# Naive Bayes

`scikit-learn` provides multiple implementations of Naive Bayes that differ on how conditional probabilities are calculated. So the different implementations are suitable for different types of data. 

- `CategorialNB` will work with categorical data once it is processed using an `OrdinalEncoder`
- `GaussianNB` assumes the numerical features have a Gaussian distribution
- `BernoulliNB` binary data
- `MultinomialNB` count data, e.g. word counts

In [None]:
import pandas as pd
from sklearn.naive_bayes import MultinomialNB, GaussianNB, BernoulliNB, CategoricalNB
from sklearn.metrics import confusion_matrix 
from sklearn.preprocessing import OneHotEncoder

In [None]:
swim = pd.read_csv('data/Swimming.csv')
swim

## Categorical NB

In [None]:
from sklearn.preprocessing import OrdinalEncoder

In [None]:
y = swim.pop('Swimming').values # Set this as the y (target)
print(swim.columns)
print(y)

In [None]:
ord_encoder = OrdinalEncoder()
swimOE = ord_encoder.fit_transform(swim)
swimOE

What ordering do you get for the ordinal features?   
Look up the documentation to see how you would fix this if you want to use the OrdinalEncoder

In [None]:
catNB = CategoricalNB(fit_prior=True, alpha=.0001)
swim_catNB = catNB.fit(swimOE,y)
y_dash = swim_catNB.predict(swimOE)  #predict training data
confusion = confusion_matrix(y, y_dash)
print("Confusion matrix:\n{}".format(confusion)) 

In [None]:
# Three query examples, one from the training data and two others.

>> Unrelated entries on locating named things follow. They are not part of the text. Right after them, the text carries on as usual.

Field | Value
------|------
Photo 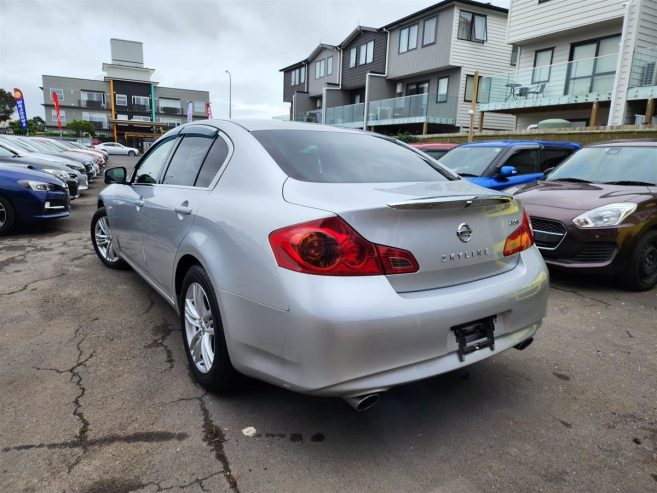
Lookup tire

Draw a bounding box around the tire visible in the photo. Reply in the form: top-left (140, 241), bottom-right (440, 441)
top-left (622, 229), bottom-right (657, 291)
top-left (178, 265), bottom-right (239, 392)
top-left (91, 207), bottom-right (130, 270)
top-left (0, 195), bottom-right (16, 236)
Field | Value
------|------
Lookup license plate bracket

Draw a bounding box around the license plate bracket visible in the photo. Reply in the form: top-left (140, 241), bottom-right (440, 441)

squery = pd.DataFrame([["Moderate","Moderate","Warm","Light","Some"],
                       ["Moderate","Moderate","Cold","Moderate","Some"],
                       ["Moderate","Light","Warm","Light","None"]
                      ], columns=swim.columns)

In [None]:
X_query = ord_encoder.transform(squery)
X_query, X_query.shape

In [None]:
y_query = swim_catNB.predict(X_query)
y_query

In [None]:
q_probs = swim_catNB.predict_proba(X_query)  # get the probabilities of each class for each query
q_probs

In [None]:
swim_catNB.get_params()    # check what parameters mean...

### One-Hot-Encode the training data
Here we use one-hot encoding to convert to the Swimming dataset to a numeric format.   
This converts the data to a binary format so it is valid to use `BernoulliNB` and possibly `MultinormialNB` - `GaussianNB` not so much. 

In [None]:
swim = pd.read_csv('data/Swimming.csv')
y = swim.pop('Swimming').values # Set this as the y (target)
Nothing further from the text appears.